Now, the consequences are pretty severe for this type of offence. Basically, the consequence for refusing a breath sample is the same as for impaired driving or blowing over the legal limit. I also went through this in detail in another You Tube video. The consequences are basically the same as for “impaired driving” and “80 or over” cases. In fact, the fine for a refusal conviction is the same as the aggravated fine for blowing over 160. It’s $2,000.00 fine plus a 30% victim fine surcharge and at least a 1-year minimum driving prohibition. In fact, the driving prohibition could be up to 3 years. The Ministry of Transportation is going to also going to automatically suspend the person’s driver’s licence for 1-year to run concurrently (i.e. at the same time as the court ordered driving prohibition). A person then may or may not qualify for the Stream A ignition interlock program which I review in other videos and of course their insurance rates will skyrocket and their will be other resulting costs and victim fine surcharges etc. So there are pretty severe consequences to pleading guilty or being found guilty of refusing or failing to provide a breath sample.
So are there defences to these charges? I will keep it very simple in terms of the defences. Number 1, there has to be a valid breath demand. Now that sounds pretty easy for the crown to prove. The police just read from a pre-printed card and make a valid demand. However, it is amazing how often the police make a mistake and I will give you one example. The police will read the breath demand which is a formal demand and then they ask the person, “Do you want to provide a breath sample?” In other words, the police merely ‘ask’ the person to provide a breath sample by saying something like, “Do you want to provide a breath sample.” They don’t say you have to provide breath samples and I am demanding you provide breath samples. A person is entitled to refuse if it’s merely a wish or a want or an ‘ask’ where it appears the person actually has a choice regarding whether to provide a breath sample or not. No, I don’t want to provide a breath sample. Will you provide a breath sample? No, you are asking me if I want to and I don’t want to. In other words, the police are required to make a clear demand that the person has no choice but to comply with the demand or they will be charged with a refusal. There is extensive case law on this issue and we have won many cases where the police did not make a valid breath demand. If the police do not make a valid breath demand, a person can refuse to provide a breath sample and have a reasonable chance of winning their case at trial.

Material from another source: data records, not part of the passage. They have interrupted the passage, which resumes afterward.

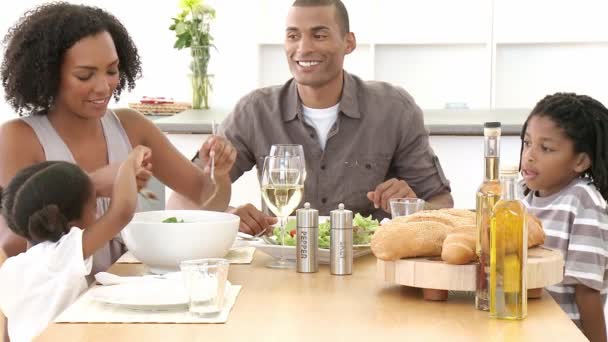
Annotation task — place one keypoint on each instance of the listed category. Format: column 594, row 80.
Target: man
column 364, row 142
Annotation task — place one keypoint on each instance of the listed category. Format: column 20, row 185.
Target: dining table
column 283, row 305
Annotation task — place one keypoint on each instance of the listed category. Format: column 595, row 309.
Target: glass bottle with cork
column 508, row 252
column 487, row 196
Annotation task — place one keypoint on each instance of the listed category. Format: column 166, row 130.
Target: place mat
column 88, row 310
column 238, row 255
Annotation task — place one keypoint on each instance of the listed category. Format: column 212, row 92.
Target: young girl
column 564, row 164
column 53, row 206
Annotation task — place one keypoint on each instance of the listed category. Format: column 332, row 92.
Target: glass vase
column 201, row 81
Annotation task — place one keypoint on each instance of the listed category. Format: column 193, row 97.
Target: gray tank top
column 118, row 146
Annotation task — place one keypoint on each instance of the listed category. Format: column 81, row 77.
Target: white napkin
column 88, row 310
column 236, row 255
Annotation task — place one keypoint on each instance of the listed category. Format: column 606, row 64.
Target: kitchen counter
column 459, row 122
column 282, row 305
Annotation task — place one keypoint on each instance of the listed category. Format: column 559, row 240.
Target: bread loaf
column 399, row 239
column 449, row 233
column 459, row 248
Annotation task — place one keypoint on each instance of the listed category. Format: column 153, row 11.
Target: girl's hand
column 223, row 152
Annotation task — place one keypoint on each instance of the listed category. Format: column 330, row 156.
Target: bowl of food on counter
column 162, row 239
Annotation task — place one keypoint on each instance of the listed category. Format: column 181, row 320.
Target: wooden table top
column 282, row 305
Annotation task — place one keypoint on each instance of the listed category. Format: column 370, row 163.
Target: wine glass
column 282, row 186
column 289, row 150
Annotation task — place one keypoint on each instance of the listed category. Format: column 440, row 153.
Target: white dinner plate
column 148, row 294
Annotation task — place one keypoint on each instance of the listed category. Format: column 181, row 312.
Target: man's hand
column 223, row 152
column 253, row 221
column 392, row 188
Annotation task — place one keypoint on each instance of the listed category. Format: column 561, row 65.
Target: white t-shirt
column 321, row 120
column 39, row 284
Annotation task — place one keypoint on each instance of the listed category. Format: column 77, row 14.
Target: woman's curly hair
column 37, row 43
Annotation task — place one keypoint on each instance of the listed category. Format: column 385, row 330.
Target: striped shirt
column 575, row 221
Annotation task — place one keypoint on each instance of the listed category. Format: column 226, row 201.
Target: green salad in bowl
column 363, row 229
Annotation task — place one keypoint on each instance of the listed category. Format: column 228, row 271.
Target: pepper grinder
column 307, row 239
column 341, row 241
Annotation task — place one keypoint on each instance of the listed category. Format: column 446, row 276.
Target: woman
column 63, row 64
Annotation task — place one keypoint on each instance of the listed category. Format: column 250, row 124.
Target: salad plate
column 363, row 229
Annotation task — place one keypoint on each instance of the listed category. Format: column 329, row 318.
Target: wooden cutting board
column 545, row 267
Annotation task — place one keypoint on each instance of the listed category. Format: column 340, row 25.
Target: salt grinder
column 341, row 241
column 307, row 239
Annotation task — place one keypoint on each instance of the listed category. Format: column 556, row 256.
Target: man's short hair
column 341, row 12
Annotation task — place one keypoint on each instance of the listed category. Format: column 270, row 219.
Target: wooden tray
column 545, row 267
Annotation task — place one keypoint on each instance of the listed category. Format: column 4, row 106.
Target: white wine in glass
column 282, row 186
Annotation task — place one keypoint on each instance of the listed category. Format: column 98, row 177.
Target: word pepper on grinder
column 307, row 239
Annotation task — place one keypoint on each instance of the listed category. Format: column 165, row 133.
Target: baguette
column 399, row 239
column 459, row 248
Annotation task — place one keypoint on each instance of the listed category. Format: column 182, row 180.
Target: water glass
column 405, row 206
column 205, row 281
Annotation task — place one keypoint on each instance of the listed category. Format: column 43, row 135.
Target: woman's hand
column 223, row 152
column 103, row 178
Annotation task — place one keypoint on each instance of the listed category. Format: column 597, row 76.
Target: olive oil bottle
column 487, row 196
column 508, row 253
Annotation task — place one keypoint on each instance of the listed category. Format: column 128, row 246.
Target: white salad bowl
column 162, row 246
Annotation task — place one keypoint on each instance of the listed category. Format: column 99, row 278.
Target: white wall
column 441, row 51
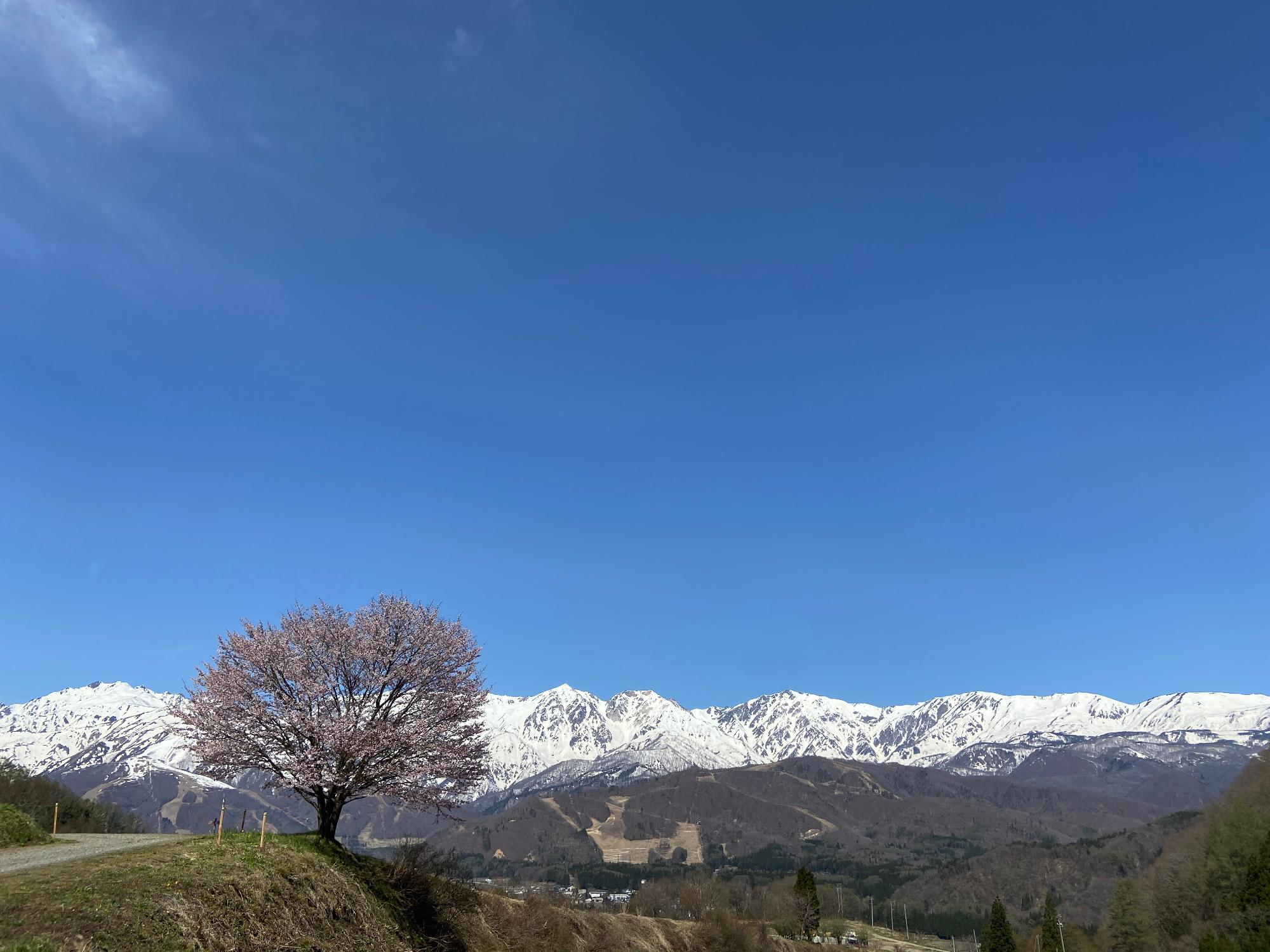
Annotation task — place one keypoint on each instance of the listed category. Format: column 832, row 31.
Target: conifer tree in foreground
column 1130, row 926
column 998, row 935
column 1051, row 937
column 807, row 902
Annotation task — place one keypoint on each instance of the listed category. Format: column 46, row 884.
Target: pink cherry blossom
column 340, row 706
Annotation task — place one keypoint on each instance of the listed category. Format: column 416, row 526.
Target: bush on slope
column 17, row 830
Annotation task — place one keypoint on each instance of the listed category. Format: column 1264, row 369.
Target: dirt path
column 79, row 846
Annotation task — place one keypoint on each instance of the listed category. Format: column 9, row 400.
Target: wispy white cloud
column 463, row 46
column 93, row 77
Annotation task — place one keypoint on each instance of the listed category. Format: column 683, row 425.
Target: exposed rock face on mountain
column 119, row 742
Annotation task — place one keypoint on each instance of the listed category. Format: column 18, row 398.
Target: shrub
column 17, row 830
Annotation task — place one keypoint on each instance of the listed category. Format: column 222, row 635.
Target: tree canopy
column 340, row 706
column 999, row 936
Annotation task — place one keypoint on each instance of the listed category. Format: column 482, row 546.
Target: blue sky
column 873, row 350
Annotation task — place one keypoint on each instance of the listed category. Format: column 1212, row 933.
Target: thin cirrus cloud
column 70, row 95
column 463, row 46
column 93, row 77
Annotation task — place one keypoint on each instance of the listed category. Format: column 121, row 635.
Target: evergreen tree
column 807, row 902
column 1051, row 937
column 998, row 935
column 1128, row 922
column 1257, row 883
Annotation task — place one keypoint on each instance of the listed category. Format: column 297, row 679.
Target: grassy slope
column 295, row 894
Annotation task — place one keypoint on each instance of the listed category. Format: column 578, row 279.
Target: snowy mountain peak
column 641, row 733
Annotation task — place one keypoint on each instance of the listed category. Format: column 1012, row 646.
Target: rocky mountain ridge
column 110, row 736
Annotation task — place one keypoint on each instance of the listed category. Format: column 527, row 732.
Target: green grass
column 17, row 830
column 303, row 894
column 294, row 894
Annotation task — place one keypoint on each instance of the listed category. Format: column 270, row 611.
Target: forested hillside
column 36, row 797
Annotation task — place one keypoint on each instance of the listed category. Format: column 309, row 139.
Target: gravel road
column 79, row 846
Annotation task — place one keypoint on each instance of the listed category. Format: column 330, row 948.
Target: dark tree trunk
column 330, row 808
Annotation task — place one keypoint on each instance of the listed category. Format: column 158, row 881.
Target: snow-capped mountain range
column 565, row 734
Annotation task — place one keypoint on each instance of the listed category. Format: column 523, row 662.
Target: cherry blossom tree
column 340, row 706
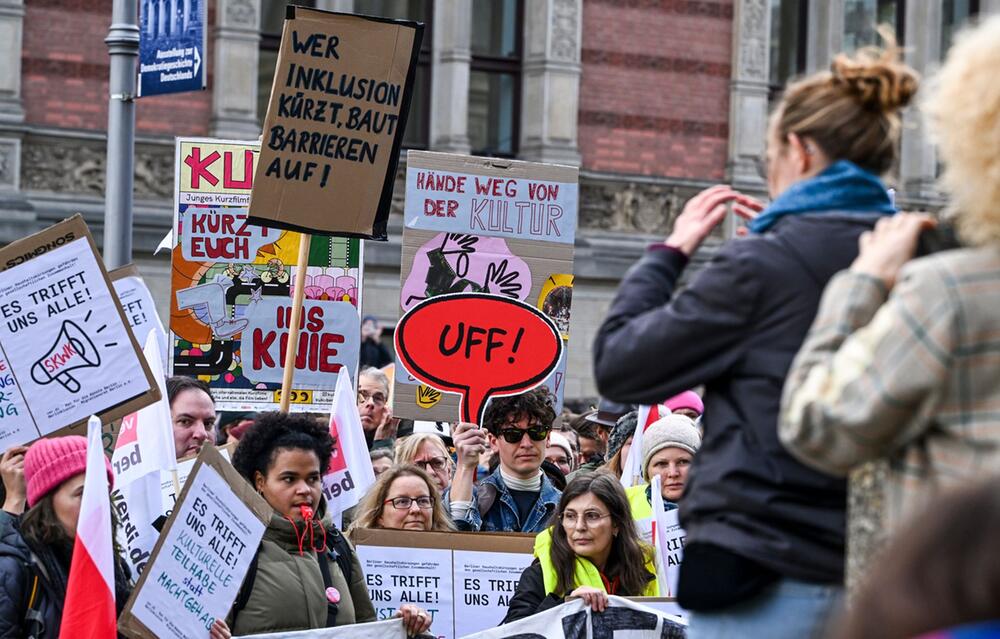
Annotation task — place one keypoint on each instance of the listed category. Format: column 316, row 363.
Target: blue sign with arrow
column 172, row 46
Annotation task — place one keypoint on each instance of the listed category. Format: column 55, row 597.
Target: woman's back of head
column 851, row 111
column 963, row 109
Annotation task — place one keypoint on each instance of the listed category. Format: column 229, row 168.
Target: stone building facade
column 653, row 100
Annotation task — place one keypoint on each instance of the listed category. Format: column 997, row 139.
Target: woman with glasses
column 305, row 574
column 591, row 550
column 403, row 498
column 428, row 451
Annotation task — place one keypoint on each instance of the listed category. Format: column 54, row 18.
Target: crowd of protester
column 812, row 345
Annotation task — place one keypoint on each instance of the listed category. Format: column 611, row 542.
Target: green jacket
column 288, row 592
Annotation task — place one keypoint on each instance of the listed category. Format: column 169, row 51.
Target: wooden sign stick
column 293, row 328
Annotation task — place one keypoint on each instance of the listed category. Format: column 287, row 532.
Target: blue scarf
column 843, row 187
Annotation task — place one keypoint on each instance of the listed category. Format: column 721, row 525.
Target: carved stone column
column 748, row 92
column 11, row 29
column 918, row 160
column 450, row 76
column 824, row 33
column 550, row 81
column 234, row 91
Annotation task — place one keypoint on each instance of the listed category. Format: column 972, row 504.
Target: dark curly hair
column 276, row 431
column 536, row 404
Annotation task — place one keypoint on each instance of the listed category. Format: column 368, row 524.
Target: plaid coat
column 912, row 377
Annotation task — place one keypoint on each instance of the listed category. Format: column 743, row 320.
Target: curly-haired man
column 517, row 497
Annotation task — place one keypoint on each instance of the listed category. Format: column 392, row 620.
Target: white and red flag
column 350, row 474
column 89, row 610
column 632, row 468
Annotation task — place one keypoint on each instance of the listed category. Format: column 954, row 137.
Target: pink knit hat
column 50, row 462
column 687, row 399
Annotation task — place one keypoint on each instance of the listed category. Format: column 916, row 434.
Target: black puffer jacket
column 19, row 565
column 736, row 329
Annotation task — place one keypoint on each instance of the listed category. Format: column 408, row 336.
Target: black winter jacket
column 735, row 330
column 19, row 564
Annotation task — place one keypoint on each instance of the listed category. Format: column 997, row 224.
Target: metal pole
column 123, row 47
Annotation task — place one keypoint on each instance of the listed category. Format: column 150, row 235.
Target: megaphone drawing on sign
column 72, row 349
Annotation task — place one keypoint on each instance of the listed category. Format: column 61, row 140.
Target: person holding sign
column 192, row 412
column 404, row 498
column 305, row 575
column 668, row 448
column 591, row 550
column 36, row 551
column 518, row 496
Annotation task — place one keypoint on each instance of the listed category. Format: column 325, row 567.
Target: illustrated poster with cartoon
column 475, row 224
column 232, row 285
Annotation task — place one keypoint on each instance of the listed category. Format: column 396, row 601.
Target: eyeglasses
column 512, row 435
column 377, row 398
column 405, row 503
column 590, row 518
column 436, row 463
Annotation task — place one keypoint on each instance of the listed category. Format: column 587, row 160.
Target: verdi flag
column 89, row 610
column 350, row 473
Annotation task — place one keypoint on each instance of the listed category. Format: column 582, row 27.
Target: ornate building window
column 495, row 77
column 787, row 58
column 954, row 15
column 862, row 18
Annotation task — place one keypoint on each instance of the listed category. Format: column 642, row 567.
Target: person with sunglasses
column 374, row 409
column 517, row 497
column 591, row 550
column 404, row 498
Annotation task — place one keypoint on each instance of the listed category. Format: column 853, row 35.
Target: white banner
column 377, row 630
column 575, row 620
column 351, row 473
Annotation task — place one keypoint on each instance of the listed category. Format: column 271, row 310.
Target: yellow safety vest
column 585, row 573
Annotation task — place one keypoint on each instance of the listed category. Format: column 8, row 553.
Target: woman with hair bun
column 764, row 554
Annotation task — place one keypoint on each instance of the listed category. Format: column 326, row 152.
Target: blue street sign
column 172, row 46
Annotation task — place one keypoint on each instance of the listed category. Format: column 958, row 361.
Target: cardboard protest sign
column 232, row 285
column 376, row 630
column 465, row 580
column 139, row 308
column 201, row 557
column 575, row 620
column 471, row 344
column 500, row 229
column 65, row 349
column 334, row 125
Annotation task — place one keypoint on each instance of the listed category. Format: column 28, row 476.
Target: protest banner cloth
column 172, row 47
column 464, row 580
column 89, row 607
column 66, row 352
column 232, row 290
column 144, row 450
column 139, row 308
column 201, row 557
column 392, row 629
column 350, row 474
column 503, row 229
column 575, row 620
column 335, row 122
column 668, row 540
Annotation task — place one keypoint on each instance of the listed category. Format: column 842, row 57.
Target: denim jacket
column 502, row 515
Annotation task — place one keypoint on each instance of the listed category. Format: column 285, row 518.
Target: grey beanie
column 624, row 428
column 672, row 431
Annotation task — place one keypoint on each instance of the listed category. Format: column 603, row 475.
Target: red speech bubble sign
column 479, row 346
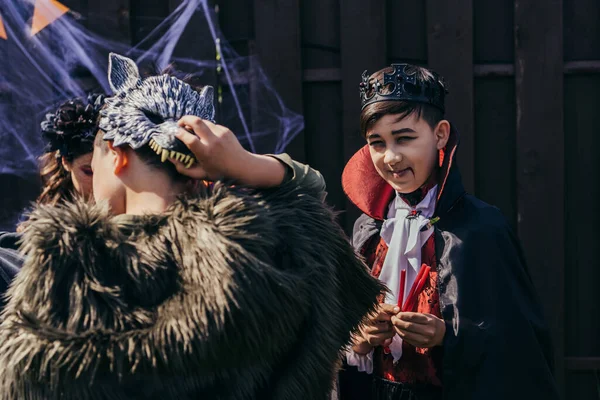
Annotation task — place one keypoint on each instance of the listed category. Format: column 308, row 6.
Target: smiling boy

There is a difference between a demand and the police merely wanting or wishing that the detainee will provide a breath sample or asking them if they will provide a breath sample. It really has to be very clear to the person that the police are demanding that they provide a breath same. So the police have to make an unequivocal and clear demand and that includes of course either reading the exact words from their pre-printed breath demand cards when they make the demand or stating words similar to what is printed on the card to make if very clear that they are demanding breath samples and not merely asking the accused if they want to provide a breath sample.
The right to counsel under s. 10(b) of the Charter is a very fertile area here as well. If your right to counsel is breached, you can potentially have your refusal excluded at trial. There are thousands of reported decisions in Canada on right to counsel Charter issues. It sounds easy for the police to provide an accused with their right to counsel properly and it is not necessarily a cut and dry issue. Our lawyer studies these cases every day. They come off the computer across the Ontario criminal court system in our offices every day. Charter applications are served and filed and lawyers across the province including our law firm, win a lot of right to counsel cases where the judge never even gets to consider the breath reading. The alleged refusal gets excluded at trial (i.e. thrown out) and the accused wins their refusal charge.
The other defence is where there is a reasonable excuse to refuse to provide breath samples and I will give you examples of a reasonable excuse. A medical condition could be a reasonable excuse. You’ve got broken ribs. You’ve got a compromised lung system. You’ve got asthma. That sort of thing. So there are various defences to refusal or failure to comply with a breath demand charges. A good lawyer can find those defences and give you the legal advice you need. It doesn’t make sense just to go to court and plead guilty without a lawyer. It really pays to have somebody look at your case to try and get you the best result they can or hopefully win your case. Sometimes we even get careless driving guilty offers if there is a good defence based on a Charter application, for example. So there is kind of a short synopsis of dealing with refusal charges and the consequences.